Review: Hypnopazūzu - Create Christ, Sailor Boy

5mm_SingleSleeve_template_open_HYPNOPAZUZU-design-2The image that persists throughout Create Christ, Sailor Boy is that of the inexorable marching army, rising over hillsides and gliding effortlessly across open fields. Like the war in which this army are engaged, the album is enveloping and unstoppable. It submits individual free will to the tide of terrible prophecy. Timpani drums boom in a bid to keep the march in time, as strings swell in a conflicted state of courage and fear of death. Every instrument surges forward because it has no other option; whirring tamburas, wailing guitars, rolling hand drums, sweeping synthesisers and cymbal wash are all swept into the currents of fate, resounding in panoramic tones of nobility and mortal sorrow. Each instrument is bound, however reluctantly, by its duty to a much greater cause.
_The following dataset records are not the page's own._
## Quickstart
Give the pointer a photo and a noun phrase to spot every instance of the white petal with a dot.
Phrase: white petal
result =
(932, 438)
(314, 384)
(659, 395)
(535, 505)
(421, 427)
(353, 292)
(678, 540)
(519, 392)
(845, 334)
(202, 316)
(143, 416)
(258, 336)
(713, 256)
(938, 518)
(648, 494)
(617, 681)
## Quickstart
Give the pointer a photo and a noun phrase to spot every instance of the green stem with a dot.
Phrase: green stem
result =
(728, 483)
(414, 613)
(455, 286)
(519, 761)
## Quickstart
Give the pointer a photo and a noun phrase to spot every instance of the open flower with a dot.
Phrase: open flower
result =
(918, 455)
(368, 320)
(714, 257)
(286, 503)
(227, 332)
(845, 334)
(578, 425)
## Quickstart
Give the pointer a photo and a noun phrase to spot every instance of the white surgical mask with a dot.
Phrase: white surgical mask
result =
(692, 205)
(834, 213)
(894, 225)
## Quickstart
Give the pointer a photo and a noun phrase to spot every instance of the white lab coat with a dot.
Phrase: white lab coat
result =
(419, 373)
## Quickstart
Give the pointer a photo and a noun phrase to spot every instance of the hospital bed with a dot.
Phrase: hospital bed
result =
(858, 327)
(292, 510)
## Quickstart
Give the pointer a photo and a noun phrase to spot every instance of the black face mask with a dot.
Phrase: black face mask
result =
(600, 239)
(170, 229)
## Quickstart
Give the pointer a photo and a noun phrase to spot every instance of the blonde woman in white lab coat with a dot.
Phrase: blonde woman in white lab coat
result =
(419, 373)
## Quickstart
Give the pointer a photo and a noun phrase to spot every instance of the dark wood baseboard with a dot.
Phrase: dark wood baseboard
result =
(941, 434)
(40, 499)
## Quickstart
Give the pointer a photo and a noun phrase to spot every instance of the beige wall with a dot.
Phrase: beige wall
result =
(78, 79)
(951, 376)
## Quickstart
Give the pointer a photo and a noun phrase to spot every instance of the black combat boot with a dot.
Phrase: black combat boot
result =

In the midst of such a powerful and irresistible sound, the voice of David Tibet has to be at its most urgent and aggressive in order to cut through. During “Christmas With The Channellers”, his enunciation of “dogs dreeeeeeeeam” sounds like a rip through thick fabric, parting the violins and drones with an extended wretch through clenched throat and teeth. The symphonious ascension of “Your Eyes In The Skittle Hills” carries him like foam sizzling on the crest of a tidal wave, as he strains to extend beyond the highest notes of the bells and strings. As always, his words spout forth from a mind powerless to mediate them. Mental images and contemplations congeal and dissipate before I can wring out any explicit understanding, dragged out of my reach by the inexorable onward march.

Even when the record dips into soft, lethargic hallucinations (the surreal psychedelic uplift of “Sweet Sodom Singsongs”, the dusky desert mirage of “The Auras Are Escaping Into The Forest”), Tibet’s words continue to pour into the air as concertinas of delay and chants of half-song, urging the music to keep moving in spite of blistered and bleeding feet. It’s these moments that seem to penetrate the most. Those passages of weary progression guide me to contemplate the places to which we are all fatefully bound; the music doesn’t stop or slow down to fully ingest its crescendos of despair, and similarly, life persists in its unforgiving loyalty to the passage of time, dragging everything further from the places to which they may wish to return, and toward the twilight that resides at the end of it all.